– Знаешь, Юрка, мы, наверное, уйдём от отца, – произнесла она усталым голосом, каким порой говорила по утрам мать с отцом, если он накануне приходил домой пьяным.
Мучительно придумывая, что сказать, я промямлил нечто невнятное. Она вскинула глаза, сиреневая веточка на мгновение замерла в воздухе, всего на мгновение, и вновь опустилась на ладошку.
– Знаешь, как мама с ним уста-а-ла, – протянула Галя и вдруг спросила: – Почему ты вчера убежал?
Почему?
Словно она не понимала почему!
Нестерпимый жар обжёг моё лицо, я боялся, что Галя увидит это, и почти побежал вперёд…
Мы сели на скамеечку недалеко от дома Паньковых. Вернее, села она, а я стоял рядом, разглядывая огоньки бакенов и фонарь на пароме, с которого доносился гомон человеческих голосов. Сквозь этот гомон прорывался хрипловатый и хмельной, что было заметно даже на расстоянии, голос паромщика Кирюши.
– Па-а-стар-нись! – кричал, смешно прыгая на своём деревянном костыле, Кирюша. – Куды, куды едешь, лопух твою зеленя, глаза разуй… А ну, давай, давай!..
Потом паром отчаливал, Кирюша, приставив мужиков тянуть трос деревянными, со специальными прорезями, колотушками, нырял в деревянную будку, пристроенную на корме, отпивал глоток из бутылки дешёвого плодово-ягодного вина, сворачивал самокрутку, и над рекой вновь летел его зычный голос:
– Па-а-стар-нись, тетеря, едят тя мухи!..
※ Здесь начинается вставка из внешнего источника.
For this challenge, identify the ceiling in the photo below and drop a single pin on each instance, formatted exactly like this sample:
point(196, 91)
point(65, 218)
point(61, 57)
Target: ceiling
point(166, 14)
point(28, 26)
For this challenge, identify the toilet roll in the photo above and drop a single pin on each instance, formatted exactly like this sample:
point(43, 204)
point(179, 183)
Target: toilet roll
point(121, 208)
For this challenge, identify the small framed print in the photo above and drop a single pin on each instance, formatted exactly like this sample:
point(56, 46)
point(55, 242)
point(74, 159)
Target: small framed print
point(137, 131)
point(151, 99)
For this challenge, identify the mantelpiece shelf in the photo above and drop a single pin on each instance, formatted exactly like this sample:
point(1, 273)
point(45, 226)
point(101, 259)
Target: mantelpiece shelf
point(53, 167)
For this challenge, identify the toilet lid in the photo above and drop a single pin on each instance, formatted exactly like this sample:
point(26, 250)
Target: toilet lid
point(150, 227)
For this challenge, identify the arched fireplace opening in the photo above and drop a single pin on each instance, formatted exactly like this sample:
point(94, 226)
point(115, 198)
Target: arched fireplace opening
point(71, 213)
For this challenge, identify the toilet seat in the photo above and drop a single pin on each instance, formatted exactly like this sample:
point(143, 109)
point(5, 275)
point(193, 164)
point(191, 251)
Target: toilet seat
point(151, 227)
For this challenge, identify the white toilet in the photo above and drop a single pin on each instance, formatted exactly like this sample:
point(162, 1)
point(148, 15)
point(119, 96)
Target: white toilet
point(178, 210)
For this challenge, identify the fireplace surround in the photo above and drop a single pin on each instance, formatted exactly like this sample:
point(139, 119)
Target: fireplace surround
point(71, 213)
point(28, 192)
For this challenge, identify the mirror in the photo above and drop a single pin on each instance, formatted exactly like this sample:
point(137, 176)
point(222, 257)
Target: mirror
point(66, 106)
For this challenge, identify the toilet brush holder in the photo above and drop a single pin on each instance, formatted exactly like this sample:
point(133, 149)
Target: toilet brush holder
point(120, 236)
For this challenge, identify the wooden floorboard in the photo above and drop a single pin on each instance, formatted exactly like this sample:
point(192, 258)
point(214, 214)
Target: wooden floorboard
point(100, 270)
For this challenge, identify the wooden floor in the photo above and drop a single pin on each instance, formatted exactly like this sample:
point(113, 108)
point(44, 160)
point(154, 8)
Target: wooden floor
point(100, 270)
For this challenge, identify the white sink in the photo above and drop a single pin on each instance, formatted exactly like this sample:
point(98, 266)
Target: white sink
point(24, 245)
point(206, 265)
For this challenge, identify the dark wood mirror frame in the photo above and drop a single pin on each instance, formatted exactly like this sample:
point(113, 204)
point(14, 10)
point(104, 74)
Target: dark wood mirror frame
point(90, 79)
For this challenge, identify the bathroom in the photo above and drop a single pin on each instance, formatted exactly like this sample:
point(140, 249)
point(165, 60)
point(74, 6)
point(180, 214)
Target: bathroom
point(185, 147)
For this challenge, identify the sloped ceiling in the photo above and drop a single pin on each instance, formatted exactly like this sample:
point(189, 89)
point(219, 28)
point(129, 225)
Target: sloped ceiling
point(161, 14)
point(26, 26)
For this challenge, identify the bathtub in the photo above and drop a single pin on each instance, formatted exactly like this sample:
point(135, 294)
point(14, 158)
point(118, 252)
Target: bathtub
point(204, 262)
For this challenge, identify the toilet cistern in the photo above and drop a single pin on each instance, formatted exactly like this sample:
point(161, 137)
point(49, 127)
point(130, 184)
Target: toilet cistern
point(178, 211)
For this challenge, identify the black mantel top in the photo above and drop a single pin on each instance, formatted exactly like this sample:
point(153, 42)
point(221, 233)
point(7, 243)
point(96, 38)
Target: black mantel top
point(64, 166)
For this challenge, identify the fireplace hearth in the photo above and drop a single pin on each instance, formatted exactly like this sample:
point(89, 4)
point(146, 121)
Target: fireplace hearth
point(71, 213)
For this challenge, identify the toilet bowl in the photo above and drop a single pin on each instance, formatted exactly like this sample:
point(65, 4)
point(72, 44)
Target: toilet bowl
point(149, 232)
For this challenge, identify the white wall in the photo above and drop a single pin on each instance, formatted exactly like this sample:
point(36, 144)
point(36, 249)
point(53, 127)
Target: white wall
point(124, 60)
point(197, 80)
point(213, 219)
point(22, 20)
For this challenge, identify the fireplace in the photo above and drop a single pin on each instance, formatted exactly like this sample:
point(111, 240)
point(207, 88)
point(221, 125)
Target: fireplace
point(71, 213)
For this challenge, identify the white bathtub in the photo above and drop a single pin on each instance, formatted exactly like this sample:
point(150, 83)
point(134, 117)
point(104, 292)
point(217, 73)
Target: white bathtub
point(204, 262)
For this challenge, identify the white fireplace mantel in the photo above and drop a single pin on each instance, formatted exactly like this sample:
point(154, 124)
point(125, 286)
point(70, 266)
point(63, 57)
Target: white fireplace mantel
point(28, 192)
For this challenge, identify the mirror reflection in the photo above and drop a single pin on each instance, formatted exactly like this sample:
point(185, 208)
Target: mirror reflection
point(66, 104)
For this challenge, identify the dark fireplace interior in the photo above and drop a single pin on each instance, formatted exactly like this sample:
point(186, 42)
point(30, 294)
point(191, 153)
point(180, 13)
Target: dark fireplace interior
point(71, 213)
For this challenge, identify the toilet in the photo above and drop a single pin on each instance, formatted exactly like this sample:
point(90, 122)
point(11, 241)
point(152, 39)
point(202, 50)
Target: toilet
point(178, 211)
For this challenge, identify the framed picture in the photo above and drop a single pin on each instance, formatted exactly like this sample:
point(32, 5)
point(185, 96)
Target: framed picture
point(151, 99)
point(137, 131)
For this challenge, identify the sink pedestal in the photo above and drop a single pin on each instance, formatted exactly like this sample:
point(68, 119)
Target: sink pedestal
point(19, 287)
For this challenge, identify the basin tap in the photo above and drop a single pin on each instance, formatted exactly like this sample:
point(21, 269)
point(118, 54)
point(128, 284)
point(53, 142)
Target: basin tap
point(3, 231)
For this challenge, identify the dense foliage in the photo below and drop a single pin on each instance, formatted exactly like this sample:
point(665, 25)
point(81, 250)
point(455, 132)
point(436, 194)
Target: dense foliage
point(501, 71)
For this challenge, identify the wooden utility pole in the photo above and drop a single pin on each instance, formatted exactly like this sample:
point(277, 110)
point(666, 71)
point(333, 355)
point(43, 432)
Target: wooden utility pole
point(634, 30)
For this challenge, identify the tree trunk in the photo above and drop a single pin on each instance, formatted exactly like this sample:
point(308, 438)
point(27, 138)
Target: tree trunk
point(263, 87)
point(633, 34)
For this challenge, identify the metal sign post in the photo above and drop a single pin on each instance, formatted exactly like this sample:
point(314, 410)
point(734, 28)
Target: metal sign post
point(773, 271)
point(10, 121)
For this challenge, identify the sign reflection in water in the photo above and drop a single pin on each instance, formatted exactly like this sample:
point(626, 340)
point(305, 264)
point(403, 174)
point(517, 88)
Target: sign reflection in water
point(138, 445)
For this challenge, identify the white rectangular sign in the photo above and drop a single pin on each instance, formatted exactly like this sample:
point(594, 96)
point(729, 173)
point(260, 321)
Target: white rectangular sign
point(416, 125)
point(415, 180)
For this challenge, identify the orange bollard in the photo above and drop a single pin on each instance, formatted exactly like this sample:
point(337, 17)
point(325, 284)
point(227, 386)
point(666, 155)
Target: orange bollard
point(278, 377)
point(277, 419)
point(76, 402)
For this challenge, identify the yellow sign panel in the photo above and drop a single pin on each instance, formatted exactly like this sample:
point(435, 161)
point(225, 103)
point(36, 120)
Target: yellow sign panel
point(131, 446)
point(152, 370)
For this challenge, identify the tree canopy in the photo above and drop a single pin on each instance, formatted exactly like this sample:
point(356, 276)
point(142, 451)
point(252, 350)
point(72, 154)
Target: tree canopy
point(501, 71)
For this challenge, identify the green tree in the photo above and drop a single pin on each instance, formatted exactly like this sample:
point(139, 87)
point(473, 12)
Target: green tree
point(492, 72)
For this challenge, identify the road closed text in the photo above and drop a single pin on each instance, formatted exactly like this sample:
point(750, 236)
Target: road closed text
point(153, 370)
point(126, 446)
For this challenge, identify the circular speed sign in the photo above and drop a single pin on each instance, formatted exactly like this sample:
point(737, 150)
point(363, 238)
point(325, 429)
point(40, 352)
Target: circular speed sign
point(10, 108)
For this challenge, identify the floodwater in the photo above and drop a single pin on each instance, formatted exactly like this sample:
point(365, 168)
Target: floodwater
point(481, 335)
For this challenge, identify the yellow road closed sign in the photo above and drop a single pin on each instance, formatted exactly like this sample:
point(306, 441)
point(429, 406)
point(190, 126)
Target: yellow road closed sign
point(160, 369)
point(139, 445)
– Ты бы сел, Юр?.. А то как-то неприлично, я сижу, ты – стоишь…
Я сел на другой краешек скамейки, и Галя, вздохнув, спросила:
– Может, тебе домой надо?
– Отчего же, – охрипшим голосом произнёс я.
– Ну как, может, родители волнуются, поздно уже.
– Мои?.. Это твои всегда волнуются…
– Да…
Галя придвинулась ко мне, теперь я чувствовал тепло её тела.
– Глупенький ты какой, Юрка. Глупенький и… хороший…
Она положила ладонь на мою руку, вцепившуюся в край скамейки, и я почувствовал, как сердце забилось в груди, как оно оторвалось и уплыло в эту ночь, в этот наполненный счастьем воздух, как вобрало оно в себя Галю и теперь светилось счастьем.
…Всё прекрасное бывает в нашем мире кратким, всегда только мигом, но память о нём длится годами, порой всю жизнь, и надо уметь продлевать эти мгновения, растягивать их, может быть, в ущерб плотности, в ущерб силе. Именно от этого желания обмануться по доброй воле я стал любить более мир собственных фантазий, чем собственно мир. И, всё более увлекаясь этой игрой, не заметил, как она стала сутью моего существования. Такое постижение счастья казалось столь лёгким, что вскоре появилась сначала робкая, а потом всё более назойливая мысль, – я должен поделиться обретённым. И в этом понимании тоже было короткое счастье. Короткое, потому что оказалось: МОЁ – это не обязательно каждого. И это МОЁ должно было вобрать всех, кто встречался на моём пути, а это было трудно, мучительно… Как мучительна эта прогулка по улице моего детства, куда уже давно нет мне возврата и куда я тащу груз прожитых лет, хотя убеждаю себя, что возвращаюсь тем, прежним…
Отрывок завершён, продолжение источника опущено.